Detailed help concerning the use of each of the commands in the menu above may be displayed by entering "help command", where "command" is one of those listed above. Rather than getting bogged down in details here, simply run the help command on each of the commands above. Note that many commands have multiple options so as to avoid the proliferation of command names.

Command output may be piped to external commands or redirected to files. Enter "help output" for details.

The command line history mechanism allows for command-line recall and command-line editing. Input files containing a set of crash commands may be substituted for command-line input. Enter "help input" for details.

Note that a .crashrc file (or .rc if the name has been changed), may contain any number of "set" or "alias" commands -- see the help pages on those two commands for details.

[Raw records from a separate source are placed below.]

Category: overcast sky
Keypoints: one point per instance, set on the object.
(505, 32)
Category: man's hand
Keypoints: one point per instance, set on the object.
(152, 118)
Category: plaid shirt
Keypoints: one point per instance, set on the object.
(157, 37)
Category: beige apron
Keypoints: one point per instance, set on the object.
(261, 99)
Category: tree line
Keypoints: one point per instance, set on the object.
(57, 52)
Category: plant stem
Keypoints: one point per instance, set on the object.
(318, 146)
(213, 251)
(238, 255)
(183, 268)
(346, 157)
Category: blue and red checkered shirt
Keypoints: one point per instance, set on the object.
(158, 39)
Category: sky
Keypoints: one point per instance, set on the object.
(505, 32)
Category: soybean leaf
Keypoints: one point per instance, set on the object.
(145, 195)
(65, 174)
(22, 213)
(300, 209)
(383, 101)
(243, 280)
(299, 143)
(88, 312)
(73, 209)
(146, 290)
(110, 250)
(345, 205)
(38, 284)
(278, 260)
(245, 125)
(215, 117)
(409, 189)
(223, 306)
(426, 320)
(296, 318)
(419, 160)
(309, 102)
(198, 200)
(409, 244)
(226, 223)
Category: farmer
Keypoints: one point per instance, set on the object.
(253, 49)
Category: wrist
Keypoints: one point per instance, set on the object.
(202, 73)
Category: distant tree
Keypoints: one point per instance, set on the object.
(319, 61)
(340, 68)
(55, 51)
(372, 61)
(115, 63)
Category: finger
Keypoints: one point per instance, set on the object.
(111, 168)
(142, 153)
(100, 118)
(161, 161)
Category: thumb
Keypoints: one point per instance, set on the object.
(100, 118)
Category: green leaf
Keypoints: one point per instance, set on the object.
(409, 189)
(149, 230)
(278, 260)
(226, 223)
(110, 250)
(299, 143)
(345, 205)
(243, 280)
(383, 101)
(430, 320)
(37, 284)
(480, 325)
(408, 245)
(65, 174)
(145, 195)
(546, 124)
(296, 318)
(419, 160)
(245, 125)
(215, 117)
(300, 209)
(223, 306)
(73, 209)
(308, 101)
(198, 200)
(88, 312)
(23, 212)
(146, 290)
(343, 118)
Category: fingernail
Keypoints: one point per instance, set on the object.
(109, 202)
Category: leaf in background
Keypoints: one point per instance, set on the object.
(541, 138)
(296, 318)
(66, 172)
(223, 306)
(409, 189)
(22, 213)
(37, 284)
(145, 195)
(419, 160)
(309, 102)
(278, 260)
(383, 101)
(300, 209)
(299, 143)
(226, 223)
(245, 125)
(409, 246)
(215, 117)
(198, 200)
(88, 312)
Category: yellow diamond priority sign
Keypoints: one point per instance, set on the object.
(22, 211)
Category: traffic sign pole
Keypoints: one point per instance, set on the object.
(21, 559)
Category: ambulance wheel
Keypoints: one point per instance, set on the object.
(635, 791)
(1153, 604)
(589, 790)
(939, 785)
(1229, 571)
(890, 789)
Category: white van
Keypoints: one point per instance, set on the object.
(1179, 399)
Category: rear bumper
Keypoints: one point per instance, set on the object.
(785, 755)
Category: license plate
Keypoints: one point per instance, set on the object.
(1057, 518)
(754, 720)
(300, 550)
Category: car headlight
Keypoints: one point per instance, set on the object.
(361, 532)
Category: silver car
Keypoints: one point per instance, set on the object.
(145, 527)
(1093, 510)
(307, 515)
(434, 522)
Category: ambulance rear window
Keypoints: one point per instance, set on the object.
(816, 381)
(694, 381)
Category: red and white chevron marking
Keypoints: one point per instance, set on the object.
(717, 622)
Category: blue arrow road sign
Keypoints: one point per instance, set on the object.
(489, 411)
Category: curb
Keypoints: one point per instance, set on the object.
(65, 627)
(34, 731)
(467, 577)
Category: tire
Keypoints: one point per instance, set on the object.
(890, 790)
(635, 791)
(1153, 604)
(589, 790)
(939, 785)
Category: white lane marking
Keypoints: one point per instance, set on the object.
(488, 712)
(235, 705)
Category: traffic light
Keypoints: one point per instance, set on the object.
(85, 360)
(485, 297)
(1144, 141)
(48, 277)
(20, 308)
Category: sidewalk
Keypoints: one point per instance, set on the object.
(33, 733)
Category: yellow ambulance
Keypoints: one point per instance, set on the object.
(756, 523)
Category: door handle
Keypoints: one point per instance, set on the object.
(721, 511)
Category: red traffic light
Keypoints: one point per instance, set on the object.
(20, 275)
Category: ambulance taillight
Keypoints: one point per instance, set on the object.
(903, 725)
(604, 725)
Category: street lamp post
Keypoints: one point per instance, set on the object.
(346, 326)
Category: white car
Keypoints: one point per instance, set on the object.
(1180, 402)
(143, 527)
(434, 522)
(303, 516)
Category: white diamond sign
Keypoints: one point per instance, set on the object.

Lastly, if a command is entered that is not recognized, it is checked against the kernel's list of variables, structure, union or typedef names, and if found, the command is passed to "p", "struct", "union" or "whatis". That being the case, as long as a kernel variable/structure/union name is different than any of the current commands.

(1) A kernel variable can be dumped by simply entering its name:

  crash> init_mm
  init_mm = $2 = {
    mmap = 0xc022d540, 
    mmap_avl = 0x0, 
    mmap_cache = 0x0, 
    pgd = 0xc0101000, 
    count = {
      counter = 0x6
    }, 
    map_count = 0x1, 
    mmap_sem = {
      count = {
        counter = 0x1
      }, 
      waking = 0x0, 
      wait = 0x0
    }, 
    context = 0x0, 
    start_code = 0xc0000000, 
    end_code = 0xc022b4c8,
    end_data = c0250388,
    ...

(2) A structure or can be dumped simply by entering its name and address:

  crash> vm_area_struct c5ba3910
  struct vm_area_struct {
    vm_mm = 0xc3ae3210, 
    vm_start = 0x821b000, 
    vm_end = 0x8692000, 
    vm_next = 0xc5ba3890, 
    vm_page_prot = {
      pgprot = 0x25
    }, 
    vm_flags = 0x77, 
    vm_avl_height = 0x4, 
    vm_avl_left = 0xc0499540, 
    vm_avl_right = 0xc0499f40, 
    vm_next_share = 0xc04993c0, 
    vm_pprev_share = 0xc0499060, 
    vm_ops = 0x0, 
    vm_offset = 0x0, 
    vm_file = 0x0, 
    vm_pte = 0x0
  }

The crash utility has been designed to facilitate the task of adding new commands. New commands may be permanently compiled into the crash executable, or dynamically added during runtime using shared object files.

To permanently add a new command to the crash executable's menu:

1. For a command named "xxx", put a reference to cmd_xxx() in defs.h.

2. Add cmd_xxx into the base_command_table[] array in global_data.c. 

3. Write cmd_xxx(), putting it in one of the appropriate files.  Look at 
   the other commands for guidance on getting symbolic data, reading
   memory, displaying data, etc...

4. Recompile and run.

Note that while the initial compile of crash, which configures and compiles the gdb module, takes several minutes, subsequent re-compiles to do such things as add new commands or fix bugs just takes a few seconds.

Alternatively, you can create shared object library files consisting of crash command extensions, that can be dynamically linked into the crash executable during runtime or during initialization. This will allow the same shared object to be used with subsequent crash releases without having to re-merge the command's code into each new set of crash sources. The dynamically linked-in commands will automatically show up in the crash help menu. For details, enter "help extend" during runtime, or enter "crash -h extend" from the shell command line.